Our next step is to encourage research institutes, universities and governmental agencies to pilot some of these recommendations. The biggest barrier to change is that the system we have now works, even if inefficiently, and we don't know what will happen if we change it. The only way around that is to experiment with small-scale pilot programmes.

Just as at the bench, successes and failures tell you important things that help to move the conversation forward. In a few years, I want to be able to take my paper and cross off the recommendations that have been tried, and know whether they worked or failed. The first pilot I'd like to see would involve universities collecting and publishing data on the eventual careers of their PhD alumni. If we can aggregate that at the national level, it will be a huge benefit to undergraduates, graduate students and biomedical departments across the country.

Jessica Polka

Credit: Rick Groleau

Promote the preprint

Director of ASAPbio

In 2014, when I was a postdoc, I attended a meeting to discuss the future of the research enterprise. Shortly afterwards, I met Gary McDowell at a meeting of the Boston Postdoctoral Association. The FoR advocacy group emerged from all of this. In the same year, I met Shirley Tilghman, then president of the American Society for Cell Biology, while I was co-chairing the society's new student and postdoc committee. She invited me to join the steering committee of Rescuing Biomedical Research.

When I read Pickett's paper and subsequent blogposts for the American Society for Biochemistry and Molecular Biology, his framing of these issues in terms of sustainability brought home the need for fundamental change. Publication is the currency through which scientists obtain credit and recognition, and falls at the centre of a lot of the problems in research. Ron Vale, a molecular pharmacologist at the UCSF, really put the issue of increasing time to publication on the table (R. D. Vale Proc. Natl Acad. Sci. USA 112, 13439–13446; 2015) and organized the rest of us to launch ASAPbio as an independent spin-off group last year. My volunteering with policy groups and experience in organizing meetings and conducting outreach helped to soften my transition to director of ASAPbio in August.

ASAPbio is trying to promote the most productive use of preprints in biology. We see preprinting in other fields — physics, computer science and maths — as a way to address problems that early-career researchers experience most acutely. Having a long time to publication strains early careers, limits feedback on work through a closed peer-review process and slows the pace of science.

Transmission of knowledge is the foundation on which all major discoveries are built. We want to accelerate that process. Preprints are not widely used in biology. There's a general lack of awareness about them and they're not part of our culture. We're trying to encourage scientists to have conversations about preprints.

I hear two main concerns about preprints. The first is that they will disqualify authors from publication in top-tier journals. That's not true. There's been a remarkable trend of acceptance of these practices at journals in the past few years.

The second is that preprint users will get scooped. This is a valid concern, but one that will be easily remedied as more and more people use them.

In other fields, preprints are cited, and treated as a first-class research product. If we want this in biology, we need to create the infrastructure, including the introduction of standards.

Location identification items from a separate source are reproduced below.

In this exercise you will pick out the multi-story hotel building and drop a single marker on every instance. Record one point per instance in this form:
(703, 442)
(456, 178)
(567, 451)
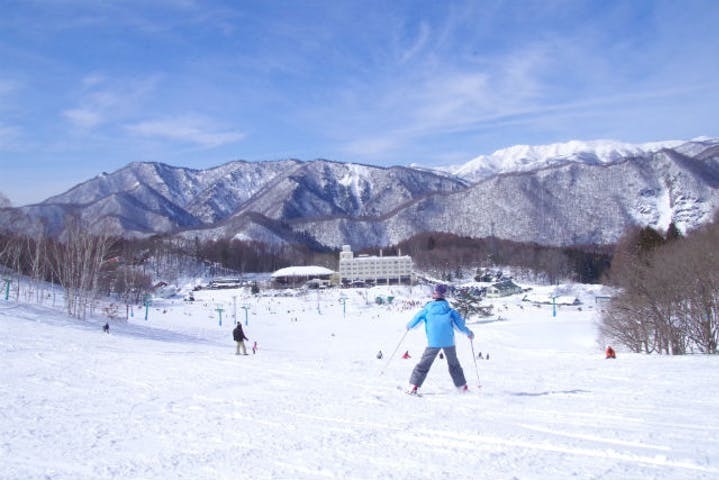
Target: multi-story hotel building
(366, 268)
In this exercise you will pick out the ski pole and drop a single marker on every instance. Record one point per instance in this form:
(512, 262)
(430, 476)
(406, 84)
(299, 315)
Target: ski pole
(395, 351)
(474, 357)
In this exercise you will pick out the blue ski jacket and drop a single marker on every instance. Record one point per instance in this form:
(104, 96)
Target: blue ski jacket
(440, 320)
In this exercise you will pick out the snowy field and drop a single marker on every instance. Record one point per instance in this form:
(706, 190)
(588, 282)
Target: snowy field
(167, 398)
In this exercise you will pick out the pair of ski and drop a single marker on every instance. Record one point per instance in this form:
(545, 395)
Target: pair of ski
(415, 393)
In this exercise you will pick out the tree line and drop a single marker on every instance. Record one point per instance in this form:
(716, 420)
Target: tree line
(668, 291)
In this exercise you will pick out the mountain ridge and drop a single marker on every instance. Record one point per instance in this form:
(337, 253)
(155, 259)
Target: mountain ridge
(590, 193)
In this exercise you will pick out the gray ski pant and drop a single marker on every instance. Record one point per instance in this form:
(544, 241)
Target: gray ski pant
(430, 353)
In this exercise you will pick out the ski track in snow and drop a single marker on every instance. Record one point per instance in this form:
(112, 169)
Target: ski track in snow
(168, 398)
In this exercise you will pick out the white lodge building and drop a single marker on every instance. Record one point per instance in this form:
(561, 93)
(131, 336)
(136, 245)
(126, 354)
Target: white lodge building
(365, 268)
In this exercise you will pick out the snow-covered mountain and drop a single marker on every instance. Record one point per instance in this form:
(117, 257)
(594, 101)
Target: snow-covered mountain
(522, 158)
(561, 194)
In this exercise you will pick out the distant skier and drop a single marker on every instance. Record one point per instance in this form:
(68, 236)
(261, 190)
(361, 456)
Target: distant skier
(240, 338)
(440, 321)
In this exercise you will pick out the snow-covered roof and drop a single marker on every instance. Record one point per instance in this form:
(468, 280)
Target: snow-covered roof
(306, 271)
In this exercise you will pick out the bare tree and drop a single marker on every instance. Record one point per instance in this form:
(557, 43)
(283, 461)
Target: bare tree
(77, 261)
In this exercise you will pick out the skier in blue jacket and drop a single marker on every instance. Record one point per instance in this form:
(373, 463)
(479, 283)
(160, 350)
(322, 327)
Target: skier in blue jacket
(440, 320)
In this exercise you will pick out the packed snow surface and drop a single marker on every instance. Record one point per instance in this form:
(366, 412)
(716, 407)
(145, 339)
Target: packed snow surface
(167, 397)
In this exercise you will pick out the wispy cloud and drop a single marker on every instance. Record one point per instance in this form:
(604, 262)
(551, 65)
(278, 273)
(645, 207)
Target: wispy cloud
(189, 129)
(84, 118)
(9, 136)
(102, 100)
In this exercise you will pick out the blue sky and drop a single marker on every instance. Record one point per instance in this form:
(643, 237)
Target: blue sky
(90, 86)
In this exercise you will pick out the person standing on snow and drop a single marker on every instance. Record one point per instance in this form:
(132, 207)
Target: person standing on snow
(240, 338)
(440, 320)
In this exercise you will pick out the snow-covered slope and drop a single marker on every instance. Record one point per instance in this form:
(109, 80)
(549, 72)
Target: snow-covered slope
(168, 398)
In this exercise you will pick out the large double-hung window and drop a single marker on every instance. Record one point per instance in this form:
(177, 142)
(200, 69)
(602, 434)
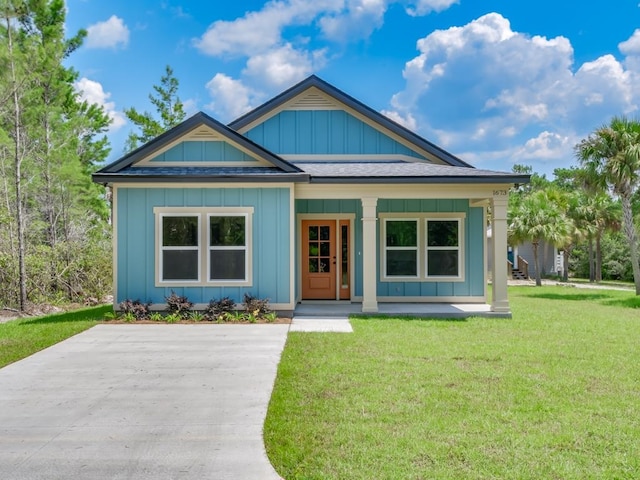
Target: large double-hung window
(422, 247)
(203, 246)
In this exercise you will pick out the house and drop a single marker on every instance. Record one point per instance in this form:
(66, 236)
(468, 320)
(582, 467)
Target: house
(312, 196)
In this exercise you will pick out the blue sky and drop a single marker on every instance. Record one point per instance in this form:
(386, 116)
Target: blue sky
(495, 82)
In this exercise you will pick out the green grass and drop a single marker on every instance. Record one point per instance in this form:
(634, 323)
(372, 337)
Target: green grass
(553, 393)
(21, 338)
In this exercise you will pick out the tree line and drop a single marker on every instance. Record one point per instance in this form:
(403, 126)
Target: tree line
(589, 211)
(55, 232)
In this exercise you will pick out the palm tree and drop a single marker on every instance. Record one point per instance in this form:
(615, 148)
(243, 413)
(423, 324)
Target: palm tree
(540, 216)
(611, 155)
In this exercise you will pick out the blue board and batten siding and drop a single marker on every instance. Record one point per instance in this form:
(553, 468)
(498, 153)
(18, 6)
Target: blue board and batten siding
(474, 278)
(136, 275)
(324, 132)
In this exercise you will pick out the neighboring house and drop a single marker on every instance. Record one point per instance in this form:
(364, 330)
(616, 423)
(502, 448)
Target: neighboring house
(311, 196)
(521, 260)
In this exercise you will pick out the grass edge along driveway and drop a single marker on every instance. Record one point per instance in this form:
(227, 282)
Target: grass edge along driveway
(23, 337)
(552, 393)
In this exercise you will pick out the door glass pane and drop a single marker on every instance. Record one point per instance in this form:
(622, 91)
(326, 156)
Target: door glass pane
(325, 265)
(313, 265)
(344, 238)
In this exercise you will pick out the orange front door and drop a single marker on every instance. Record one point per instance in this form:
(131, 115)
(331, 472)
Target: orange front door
(319, 259)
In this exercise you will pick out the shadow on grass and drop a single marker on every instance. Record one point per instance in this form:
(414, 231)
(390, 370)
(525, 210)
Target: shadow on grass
(570, 296)
(631, 302)
(408, 318)
(85, 314)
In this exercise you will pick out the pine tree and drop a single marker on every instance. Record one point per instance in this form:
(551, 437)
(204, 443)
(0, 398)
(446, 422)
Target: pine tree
(168, 106)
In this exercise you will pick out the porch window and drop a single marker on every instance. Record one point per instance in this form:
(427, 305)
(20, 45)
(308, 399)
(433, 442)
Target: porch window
(401, 248)
(227, 247)
(443, 248)
(180, 252)
(422, 247)
(203, 246)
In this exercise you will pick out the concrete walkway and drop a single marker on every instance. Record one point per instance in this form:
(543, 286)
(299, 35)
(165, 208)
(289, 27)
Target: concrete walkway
(142, 402)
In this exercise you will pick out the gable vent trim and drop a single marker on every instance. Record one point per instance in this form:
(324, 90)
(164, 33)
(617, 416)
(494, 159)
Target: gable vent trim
(313, 101)
(203, 134)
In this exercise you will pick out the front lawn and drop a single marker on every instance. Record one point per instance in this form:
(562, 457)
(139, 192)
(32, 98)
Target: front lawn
(21, 338)
(552, 393)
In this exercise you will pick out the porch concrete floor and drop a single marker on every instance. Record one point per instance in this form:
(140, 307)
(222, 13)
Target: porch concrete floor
(425, 310)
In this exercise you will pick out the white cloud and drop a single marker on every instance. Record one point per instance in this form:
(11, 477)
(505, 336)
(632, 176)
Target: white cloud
(424, 7)
(500, 93)
(546, 146)
(631, 46)
(283, 66)
(274, 62)
(261, 30)
(109, 34)
(357, 20)
(92, 92)
(406, 121)
(231, 98)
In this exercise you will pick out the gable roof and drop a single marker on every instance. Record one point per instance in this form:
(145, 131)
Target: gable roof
(385, 122)
(120, 169)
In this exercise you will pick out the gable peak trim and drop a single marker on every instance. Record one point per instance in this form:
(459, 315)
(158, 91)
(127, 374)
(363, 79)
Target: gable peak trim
(313, 99)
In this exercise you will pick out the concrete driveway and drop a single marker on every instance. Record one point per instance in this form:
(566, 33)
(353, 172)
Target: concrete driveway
(142, 402)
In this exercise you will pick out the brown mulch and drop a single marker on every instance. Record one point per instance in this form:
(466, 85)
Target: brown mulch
(279, 320)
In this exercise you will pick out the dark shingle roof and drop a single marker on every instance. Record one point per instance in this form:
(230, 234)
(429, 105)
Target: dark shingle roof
(402, 172)
(200, 174)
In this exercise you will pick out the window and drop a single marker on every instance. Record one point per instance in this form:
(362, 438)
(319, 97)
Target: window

The rise of social media has enabled people to compare their experiences and to coordinate themselves better. In the past, this was possible only through more formal channels. As people debate the more conservative and radical positions on preprints in the public arena of Twitter, anyone can read them and take part in the discussion. People are also starting to share their first preprints with the hashtag #ASAPbio.

I would like to see more than 100,000 biology preprints posted each year by 2020. That would represent 10% of the volume of manuscripts that appear on PubMed annually. It would roughly equal the number in physics, too. This is an ambitious number, so I'll consider any increase a win.

These interviews have been edited for length and clarity.